The criteria for predicting the next mutation through the learning model were defined based on the lineage pipeline rules from Pangolin. A lineage-defining mutation is considered to occur when it appears in the first 80% of records for that lineage as logged by Pangolin. This study also defines new mutations according to this criterion (https://cov-lineages.org/resources/pangolin.html and https://ncbiinsights.ncbi.nlm.nih.gov/2024/05/02/automated-lineage-definitions-ncbi-virus-sars-cov-2-variants-overview/). Each model receives information about the presence or absence of mutations at position 72 in the RBM region as input. The model then predicts and outputs positions where future mutations are likely to occur. The performance of the model is evaluated by comparing predicted mutation positions with the actual mutation positions in samples from the evolution of SARS-CoV-2. Therefore, based on this criterion, mutation predictions were performed using the learning model. To evaluate efficiency, accuracy, precision, recall, and F-score were utilized [18].

3.1 Data investigation for SARS-CoV-2 mutation prediction

We investigated the clades and lineages of SARS-CoV-2 from its outbreak to the present, organizing the data necessary for training based on the mutation frequency [19]. We focused on the RBM of the spike protein, which showed the highest mutation frequency (Supplementary Fig. 3).

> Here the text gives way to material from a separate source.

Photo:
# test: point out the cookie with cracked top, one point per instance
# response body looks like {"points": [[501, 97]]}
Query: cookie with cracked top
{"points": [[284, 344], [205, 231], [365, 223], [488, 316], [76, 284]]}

The datasets required for training were structured as training sets that included the entirety of the SARS-CoV-2 clades (training sets 1, 2, 3, and 4) and training sets constructed using omicron clades with the highest number of mutations (training sets 5 and 6). Finally, datasets were created using a random state method for all the clades that emerged (Fig. 3A). In the training sets, the mutation occurrence positions were weighted towards specific locations within each set, showing a high frequency only at those positions. Therefore, refined data suitable for training were required (Fig. 2B).

Data composition for accurate mutation prediction in the RBM region of SARS-CoV-2. A Model performance when trained with a dataset created using random state from clades collected from December 23, 2019, to May 22, 2023. B Pre-training of accurate mutations using the pandemic wave periods, mutations found in the RBM, and the regional information of the collected samples. Models trained to predict wave 3 from wild-type waves 1 and 2; wave 4 from wild-type waves 1, 2, and 3; and wave 4 (delta) from wild-type waves 1 and 2. C Frequency of mutation locations that may occur in the next wave predicted by the XGBoost model (waves 1, 2 −  > wave 3: ①, waves 1, 2, 3 −  > wave 4: ②, waves 1, 2 −  > wave 4: ③). D For current Omicron variants including wave 5, mutations in specific RBM regions become fixed. Red indicates higher frequency of mutations at that position, while white indicates lower frequency (23H: n = 5830, 23I: n = 7452, 24A: n = 86,318, 24B: n = 9922)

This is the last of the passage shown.